1.5. Nella fattispecie, tuttavia in ordine alla genuinità del racconto del richiedente e, decisivamente, in ordine alla sua dichiarata omosessualità, la Corte di appello, pur avendo richiamato le regole in tema di attenuazione dell’onere probatorio, non le ha rispettate, addebitando al ricorrente la mancanza di riscontri alle sue dichiarazioni, che inoltre ha definito “poco credibili, generiche, sfornite di qualsiasi prova”, ovvero “stereotipate e generiche” e affermando di condividere le osservazioni del giudice di primo grado circa l’attendibilità del racconto, non illustrate o sintetizzate nel provvedimento impugnato, nè desumibili dal tenore dei motivi di appello, essi pure sottaciuti.
Non è dato comprendere da simili asserzioni, meramente di stile, adattabili ad ogni procedimento, per quali ragioni la Corte milanese non abbia ritenuto credibile l’affermazione del ricorrente circa la sua omosessualità, tema rilevante e decisivo per il riconoscimento della protezione internazionale, con il conseguente difetto assoluto di motivazione, meramente apparente e non riscattata dalla considerazione, del tutto generica, della mancanza di dettagli credibili in ordine alla presa di coscienza della omosessualità.
2. Con il terzo motivo di ricorso, proposto ex art. 360 c.p.c., n. 3, il ricorrente denuncia violazione od falsa applicazione del D.Lgs. n. 251 del 2007, art. 3, comma 3, lett. a) e art. 5, D.Lgs. n. 25 del 2008, art. 8 e del D.Lgs. n. 251 del 2007, art. 2, comma 1, lett. e), art. 14, lett. c) e art. 17.
Le notizie generali riguardanti il Ghana ottenibili d’ufficio descrivevano, diversamente da quanto affermato dalla Corte di appello una situazione estremamente critica e conflittuale sfociante in conflitto armato attuale del Paese, come risultava dalle COI, dal sito dell’Ansa, dal rapporto di Amnesty International del 2017.

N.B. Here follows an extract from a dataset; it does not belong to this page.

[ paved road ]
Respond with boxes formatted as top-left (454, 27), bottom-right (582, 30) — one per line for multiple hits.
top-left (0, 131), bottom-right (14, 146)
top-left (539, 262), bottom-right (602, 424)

Con il quarto motivo di ricorso, proposto ex art. 360 c.p.c., n. 4, il ricorrente denuncia violazione dell’art. 112 c.p.c., con riferimento alla richiesta di protezione sussidiaria avanzata dal ricorrente ai sensi dell’art. 14, lett. b), non considerata dal Giudice.
Con il quinto motivo di ricorso, proposto ex art. 360 c.p.c., n. 3, il ricorrente denuncia violazione od falsa applicazione del D.Lgs. n. 251 del 2007, art. 3, comma 3, lett. a) e art. 5, D.Lgs. n. 25 del 2008, artt. 8 e 32, D.Lgs. n. 286 del 1998, art. 5, comma 6 e art. 19, in ordine alla mancata concessione della protezione umanitaria, tenuto conto della buona integrazione nella comunità ghanese omosessuale in Italia e della situazione di vulnerabilità in caso dir entro in patria, per l’ambiente ostile e l’atteggiamento della famiglia.
I predetti motivi restano tutti assorbiti per effetto dell’accoglimento del primo, con la conseguente cassazione della sentenza impugnata e il rinvio anche per le spese del giudizio di legittimità, ad altra sezione della Corte di appello di Milano.
P.Q.M.
La Corte:
accoglie il primo motivo di ricorso, assorbiti gli altri, cassa la sentenza impugnata in relazione al motivo accolto e rinvia, anche per le spese del giudizio di legittimità, ad altra sezione della Corte di appello di Milano.
Così deciso in Roma, nella Camera di consiglio della Sezione Prima Civile, il 25 giugno 2019.